Paul Herczeg describes the first day he had to wear a yellow star.
Source: Montreal Holocaust Museum, 2007
Paul Herczeg was born in 1930 in Újpest (Hungary). His parents were both proud Hungarians and observant Jews. Paul and his sister were raised in this environment. As a young boy, Paul joined the Jewish Boy Scouts Association and participated in many sports and cultural activities at school.

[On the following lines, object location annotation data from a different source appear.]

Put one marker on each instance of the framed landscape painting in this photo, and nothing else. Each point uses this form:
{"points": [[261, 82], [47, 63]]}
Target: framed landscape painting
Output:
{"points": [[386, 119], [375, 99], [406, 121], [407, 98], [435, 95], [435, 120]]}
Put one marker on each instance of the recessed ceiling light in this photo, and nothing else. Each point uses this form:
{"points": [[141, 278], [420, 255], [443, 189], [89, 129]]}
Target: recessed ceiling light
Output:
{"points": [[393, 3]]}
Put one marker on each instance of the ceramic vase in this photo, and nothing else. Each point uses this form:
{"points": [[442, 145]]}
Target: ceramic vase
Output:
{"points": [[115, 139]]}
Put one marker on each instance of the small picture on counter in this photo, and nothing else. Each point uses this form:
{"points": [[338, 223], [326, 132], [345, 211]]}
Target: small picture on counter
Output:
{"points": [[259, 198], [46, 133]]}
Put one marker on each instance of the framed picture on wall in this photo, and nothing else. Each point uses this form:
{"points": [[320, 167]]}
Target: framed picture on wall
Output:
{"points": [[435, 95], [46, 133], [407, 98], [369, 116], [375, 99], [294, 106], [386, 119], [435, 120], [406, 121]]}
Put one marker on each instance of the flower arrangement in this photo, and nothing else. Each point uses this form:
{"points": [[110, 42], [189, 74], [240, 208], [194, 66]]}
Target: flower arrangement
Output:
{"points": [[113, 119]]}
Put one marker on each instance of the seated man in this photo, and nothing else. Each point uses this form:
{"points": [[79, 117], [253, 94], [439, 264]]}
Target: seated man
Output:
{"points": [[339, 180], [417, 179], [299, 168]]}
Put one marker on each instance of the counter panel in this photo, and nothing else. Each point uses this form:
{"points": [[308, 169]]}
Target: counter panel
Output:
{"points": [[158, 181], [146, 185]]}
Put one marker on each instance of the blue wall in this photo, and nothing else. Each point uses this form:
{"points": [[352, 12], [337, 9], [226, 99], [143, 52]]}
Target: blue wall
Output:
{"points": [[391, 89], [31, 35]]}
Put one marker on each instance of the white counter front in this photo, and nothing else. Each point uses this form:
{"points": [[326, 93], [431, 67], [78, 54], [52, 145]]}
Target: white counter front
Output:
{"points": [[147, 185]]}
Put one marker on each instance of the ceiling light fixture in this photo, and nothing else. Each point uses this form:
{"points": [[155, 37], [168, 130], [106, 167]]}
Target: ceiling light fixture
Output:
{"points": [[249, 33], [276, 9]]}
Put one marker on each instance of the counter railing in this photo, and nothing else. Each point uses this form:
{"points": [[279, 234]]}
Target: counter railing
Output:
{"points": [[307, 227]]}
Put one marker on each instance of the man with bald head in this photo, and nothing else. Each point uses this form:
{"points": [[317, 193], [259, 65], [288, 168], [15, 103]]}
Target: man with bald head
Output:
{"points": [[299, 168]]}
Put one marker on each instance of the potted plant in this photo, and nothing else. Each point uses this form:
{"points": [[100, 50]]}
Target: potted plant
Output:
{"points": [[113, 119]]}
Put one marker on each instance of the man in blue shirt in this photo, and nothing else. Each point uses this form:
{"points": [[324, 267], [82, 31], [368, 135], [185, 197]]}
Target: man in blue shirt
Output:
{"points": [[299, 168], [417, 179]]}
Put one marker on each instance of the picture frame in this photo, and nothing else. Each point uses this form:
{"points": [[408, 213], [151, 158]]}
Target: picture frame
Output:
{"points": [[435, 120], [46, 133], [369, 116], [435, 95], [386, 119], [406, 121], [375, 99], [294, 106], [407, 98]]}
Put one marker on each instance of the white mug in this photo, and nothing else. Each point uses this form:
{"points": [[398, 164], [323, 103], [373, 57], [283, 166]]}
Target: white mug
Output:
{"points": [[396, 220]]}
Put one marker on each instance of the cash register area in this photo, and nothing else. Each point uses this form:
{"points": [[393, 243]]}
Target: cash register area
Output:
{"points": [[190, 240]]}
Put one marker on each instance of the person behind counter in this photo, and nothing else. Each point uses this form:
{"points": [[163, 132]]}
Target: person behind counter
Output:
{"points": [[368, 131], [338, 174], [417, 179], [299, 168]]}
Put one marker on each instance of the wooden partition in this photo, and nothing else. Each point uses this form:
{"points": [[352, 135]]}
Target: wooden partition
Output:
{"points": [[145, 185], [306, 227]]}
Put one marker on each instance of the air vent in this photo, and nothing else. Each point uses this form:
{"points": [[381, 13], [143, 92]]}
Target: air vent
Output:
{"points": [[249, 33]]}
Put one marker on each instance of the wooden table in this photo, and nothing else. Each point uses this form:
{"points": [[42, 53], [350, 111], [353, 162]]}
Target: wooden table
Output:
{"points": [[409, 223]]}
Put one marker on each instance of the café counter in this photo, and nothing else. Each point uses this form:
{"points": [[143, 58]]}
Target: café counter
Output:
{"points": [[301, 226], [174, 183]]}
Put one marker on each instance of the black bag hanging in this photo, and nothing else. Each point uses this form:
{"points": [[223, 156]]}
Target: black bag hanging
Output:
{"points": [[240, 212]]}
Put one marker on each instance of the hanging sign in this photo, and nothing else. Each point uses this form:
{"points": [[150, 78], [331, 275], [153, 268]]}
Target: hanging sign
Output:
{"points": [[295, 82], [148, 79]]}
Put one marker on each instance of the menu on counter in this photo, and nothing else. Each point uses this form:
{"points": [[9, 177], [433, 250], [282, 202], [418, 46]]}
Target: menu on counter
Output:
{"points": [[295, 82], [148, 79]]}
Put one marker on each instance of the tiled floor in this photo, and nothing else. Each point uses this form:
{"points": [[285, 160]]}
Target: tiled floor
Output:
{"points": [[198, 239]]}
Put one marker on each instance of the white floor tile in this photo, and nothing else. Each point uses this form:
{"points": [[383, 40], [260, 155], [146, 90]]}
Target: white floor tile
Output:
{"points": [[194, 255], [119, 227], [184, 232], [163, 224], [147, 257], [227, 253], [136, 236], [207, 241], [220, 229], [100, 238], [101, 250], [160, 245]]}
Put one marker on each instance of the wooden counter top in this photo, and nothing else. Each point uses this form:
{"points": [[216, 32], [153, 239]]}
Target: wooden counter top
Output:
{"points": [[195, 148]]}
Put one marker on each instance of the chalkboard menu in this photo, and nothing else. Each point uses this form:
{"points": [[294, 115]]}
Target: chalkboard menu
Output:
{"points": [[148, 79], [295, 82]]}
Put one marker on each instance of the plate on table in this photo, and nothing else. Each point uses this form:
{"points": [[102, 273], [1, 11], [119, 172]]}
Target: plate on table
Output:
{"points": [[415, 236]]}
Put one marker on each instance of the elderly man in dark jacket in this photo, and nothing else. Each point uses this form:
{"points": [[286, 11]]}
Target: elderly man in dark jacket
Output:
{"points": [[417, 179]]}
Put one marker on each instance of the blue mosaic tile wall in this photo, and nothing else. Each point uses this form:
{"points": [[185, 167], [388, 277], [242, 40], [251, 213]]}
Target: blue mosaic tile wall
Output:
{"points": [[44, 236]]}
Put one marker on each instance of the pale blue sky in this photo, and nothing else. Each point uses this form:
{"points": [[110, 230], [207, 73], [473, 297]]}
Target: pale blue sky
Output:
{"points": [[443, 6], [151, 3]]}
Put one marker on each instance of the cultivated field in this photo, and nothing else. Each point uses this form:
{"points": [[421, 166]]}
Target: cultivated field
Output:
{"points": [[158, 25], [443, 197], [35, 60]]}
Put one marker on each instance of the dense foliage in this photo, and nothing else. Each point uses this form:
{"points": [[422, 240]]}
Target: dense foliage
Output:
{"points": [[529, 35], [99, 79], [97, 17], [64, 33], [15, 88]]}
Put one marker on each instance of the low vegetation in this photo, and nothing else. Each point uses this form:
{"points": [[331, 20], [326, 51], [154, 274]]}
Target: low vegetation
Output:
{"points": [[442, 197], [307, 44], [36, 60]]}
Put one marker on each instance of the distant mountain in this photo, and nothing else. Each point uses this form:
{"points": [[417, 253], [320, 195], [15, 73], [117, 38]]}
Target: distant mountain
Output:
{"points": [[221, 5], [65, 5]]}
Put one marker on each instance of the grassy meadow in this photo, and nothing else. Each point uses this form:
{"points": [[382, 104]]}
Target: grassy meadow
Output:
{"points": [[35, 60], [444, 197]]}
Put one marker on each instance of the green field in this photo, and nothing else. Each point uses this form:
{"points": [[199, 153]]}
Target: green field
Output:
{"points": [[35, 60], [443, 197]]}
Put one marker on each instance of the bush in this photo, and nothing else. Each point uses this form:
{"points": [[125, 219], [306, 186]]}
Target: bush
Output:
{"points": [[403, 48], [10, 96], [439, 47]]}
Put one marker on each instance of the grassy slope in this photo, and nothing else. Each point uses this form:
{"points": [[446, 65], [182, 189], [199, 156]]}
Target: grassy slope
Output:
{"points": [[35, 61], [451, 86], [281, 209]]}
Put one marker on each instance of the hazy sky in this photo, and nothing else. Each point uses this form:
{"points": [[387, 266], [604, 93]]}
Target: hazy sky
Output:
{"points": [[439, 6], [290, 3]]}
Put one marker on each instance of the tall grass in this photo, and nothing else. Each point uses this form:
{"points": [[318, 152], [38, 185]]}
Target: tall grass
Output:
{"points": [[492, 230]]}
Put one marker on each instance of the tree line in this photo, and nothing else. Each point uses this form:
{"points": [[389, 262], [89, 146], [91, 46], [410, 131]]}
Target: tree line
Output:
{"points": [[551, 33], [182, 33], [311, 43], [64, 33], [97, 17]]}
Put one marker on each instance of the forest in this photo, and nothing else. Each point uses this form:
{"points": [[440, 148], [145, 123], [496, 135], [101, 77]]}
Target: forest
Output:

Soon after the Germans invaded Hungary in March 1944, Paul and his family were forced to move into the Újpest ghetto. In July 1944, Paul and his parents were deported to the Auschwitz concentration camp (occupied Poland). Paul’s mother was murdered, and he and his father were transported to a small camp near Mühldorf (Germany) to work as slave labourers. His father died from overwork and starvation. Paul was sent to work in the camp kitchen; the heating in the building and the potato peels he hid under his clothes saved his life.
I remember the first time I had to put on the yellow star and go out on the street. […] I came back crying.
In April 1945, the camp was evacuated and the prisoners were put on cattle cars to Munich (Germany). They were liberated at the beginning of May near Tutzing (Germany) by the American Army. Paul spent a few months in the Feldafing DP camp, and later went to Weilheim (Germany) to play on a competitive soccer team for two years.
Paul immigrated to Canada through the War Orphans Project and arrived in Montreal in January 1948. He began his career working as a tailor and later became an assistant manager in retailing. In 1970, he set up his own retail business. He married in 1958 and his daughter was born a few years later.
Paul was a volunteer Speaker at the Montreal Holocaust Museum for two decades and met with thousands of students regularly to talk about his experiences during the Holocaust.